Substack

Friday, December 28, 2007

Cognitive biases in Environmentalism

Behavioural Science teaches us that people suffer from greater aversion to risk than attraction to gains, (Endowment effect) and that differently framed questions on the same issue yield differing responses (Framing bias). Messers Samuel Kahneman and Amos Tversky, won the Nobel Prize in Economics for studying similar behavioural phenomenon, collectively called of cognitive biases, which led to the emergence of behavioural economics. Apart from explaining market aberrations, this field of economic analysis is useful in studying many real world problems.

There is an interesting article in the Guardian, There are no penguins in my garden, which tries to draw lessons from the Endowment effect and framing biases for the environmental movement. Arguing that the multiple messages of the environmentalists tend to get lost if the subject is distant, Steve Martin writes, "Perhaps a more effective alternative might be for the environmentalists to not only point out what stands to be lost thousands of miles away but to also point out what stands to be lost a little closer to home. Ideally it would be something that we already possess."
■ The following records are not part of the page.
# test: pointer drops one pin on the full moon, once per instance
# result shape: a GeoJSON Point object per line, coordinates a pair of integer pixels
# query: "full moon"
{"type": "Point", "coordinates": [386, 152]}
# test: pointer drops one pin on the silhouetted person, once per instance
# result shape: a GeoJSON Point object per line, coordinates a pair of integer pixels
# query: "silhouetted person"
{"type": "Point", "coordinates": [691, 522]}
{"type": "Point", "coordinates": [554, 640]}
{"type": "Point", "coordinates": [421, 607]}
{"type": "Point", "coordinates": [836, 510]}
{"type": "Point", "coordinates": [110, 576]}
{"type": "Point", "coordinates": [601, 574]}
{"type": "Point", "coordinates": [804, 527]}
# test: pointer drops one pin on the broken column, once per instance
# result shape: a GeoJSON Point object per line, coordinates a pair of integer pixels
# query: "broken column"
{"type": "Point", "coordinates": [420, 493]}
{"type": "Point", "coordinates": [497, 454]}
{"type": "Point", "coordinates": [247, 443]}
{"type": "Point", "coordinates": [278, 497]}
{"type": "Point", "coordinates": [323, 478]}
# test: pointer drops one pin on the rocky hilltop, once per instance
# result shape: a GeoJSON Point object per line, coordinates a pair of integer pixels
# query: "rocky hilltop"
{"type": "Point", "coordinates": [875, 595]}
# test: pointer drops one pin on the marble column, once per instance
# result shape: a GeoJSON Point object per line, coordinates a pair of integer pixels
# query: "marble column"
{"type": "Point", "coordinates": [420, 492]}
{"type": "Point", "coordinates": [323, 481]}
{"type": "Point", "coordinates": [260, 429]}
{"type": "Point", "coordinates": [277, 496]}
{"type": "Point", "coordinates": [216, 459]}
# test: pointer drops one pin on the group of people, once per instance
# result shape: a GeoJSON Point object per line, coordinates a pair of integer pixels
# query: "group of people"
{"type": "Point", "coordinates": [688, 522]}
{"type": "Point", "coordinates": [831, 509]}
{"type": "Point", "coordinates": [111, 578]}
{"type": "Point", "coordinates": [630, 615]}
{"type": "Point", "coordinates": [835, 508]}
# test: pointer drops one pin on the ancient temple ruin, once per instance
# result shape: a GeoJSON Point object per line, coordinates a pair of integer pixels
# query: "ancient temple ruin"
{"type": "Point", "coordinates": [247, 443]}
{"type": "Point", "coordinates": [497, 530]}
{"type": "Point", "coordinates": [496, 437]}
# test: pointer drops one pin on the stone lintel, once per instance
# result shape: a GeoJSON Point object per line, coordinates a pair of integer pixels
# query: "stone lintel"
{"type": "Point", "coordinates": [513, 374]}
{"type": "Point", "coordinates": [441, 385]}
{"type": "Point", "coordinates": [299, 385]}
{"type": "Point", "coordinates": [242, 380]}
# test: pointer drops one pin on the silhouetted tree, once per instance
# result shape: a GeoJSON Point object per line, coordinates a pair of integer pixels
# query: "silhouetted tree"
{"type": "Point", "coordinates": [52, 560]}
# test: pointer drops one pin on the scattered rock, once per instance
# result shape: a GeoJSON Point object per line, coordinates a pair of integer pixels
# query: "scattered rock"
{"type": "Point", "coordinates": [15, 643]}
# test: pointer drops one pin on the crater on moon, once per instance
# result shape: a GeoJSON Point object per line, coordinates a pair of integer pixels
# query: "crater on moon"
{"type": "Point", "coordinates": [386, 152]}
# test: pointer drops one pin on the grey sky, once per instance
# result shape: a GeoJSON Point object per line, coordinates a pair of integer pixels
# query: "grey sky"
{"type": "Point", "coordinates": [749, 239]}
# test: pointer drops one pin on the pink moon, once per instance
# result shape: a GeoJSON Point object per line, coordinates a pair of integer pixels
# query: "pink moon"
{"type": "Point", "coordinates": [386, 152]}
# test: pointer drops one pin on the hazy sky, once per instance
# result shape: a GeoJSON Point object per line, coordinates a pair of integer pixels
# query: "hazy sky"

He writes about the need for more specific formulation of the dangers, "Studies demonstrate people's tendency to try to take action to reduce threats and fears but mostly with one very important exception. When recipients of a fear-producing message are not told of a clear and specific action they can take to reduce the danger, they often block out the message and deny that it applies to them. As a consequence, they may indeed be paralysed into taking no action at all."

Driving home the importance of the endowment effect, he writes, "For messages to have the best chance of being effective it would seem that not only should they be framed in terms of what we stand to lose. That loss should be something we currently possess and should also be accompanied with a clear and specific action we can personally take to avoid such as loss."

It would exert a much greater effect on the audience if the damages caused by climate change were presented in terms of what they would individually and collectively stand to directly gain or lose by way of climate change. Therefore instead of far away issues like disappearing penguins and submerging Maldives, the environmental movement should project losses like the increased electricity bills, forced changes in our food habits and personal lifestyle etc.

A few other real world situations where cognitive biases make some policies, especially on taxation, more effective than certain others:
1. Packaging a tax as a specific user charge is easier to sell - Framing effect
2. Easier to improve revenues by efficiency improvements rather than raising taxes. But such revenue increases do not get acknowledged as much as that raised by higher taxes, even though the effect of both is the same.
3. Fines are easier to levy and collect than even user charges. Fines have a moral repugnance dimension that makes people more willing to pay.
4. Backload a taxation proposal with higher payments deferred for later years - hyperbolic discounting
5. Fines may be more effective in incentivizing contractors than monetary incentives (loss aversion effect)
6. Front loaded revenue contracts are easier to sell than back loaded ones with the same Net Present Value of cash flows
7. If the tax collection is non-invasive, it is likely to pass through un-noticed. eg the E-ZPass toll collection in the US.
8. Small cess on a reasonably large tax stream is easier to push through, especially if it is directed towards a specific cause.
9. How about announcing an increase in a user charge or tax (say water connection charge) by 20%, while simultaneously declaring a 25% concession for those who pay within one month? The negative effect of the increase is often offset by the positive from the concession.
10. Offering a bouquet of public services, with varying rates/user charges, can also help take the sting out of proposals for increases in taxation. A basic minimum of services (stripped down, no frills) can be offered at the lowest rate, and the prices of every additional service can increase progressively.

Update
The NYT carries an article on Apple's spectacular success in promoting its retail stores. The "retail experience" Apple stores provide is unique, in that it gives personal attention to thet smallest detail of consumer requirements. It relies on the assumption that if you can get consumers on to the shop and make them like the experience and get them to linger on, they are more likely to make purchases.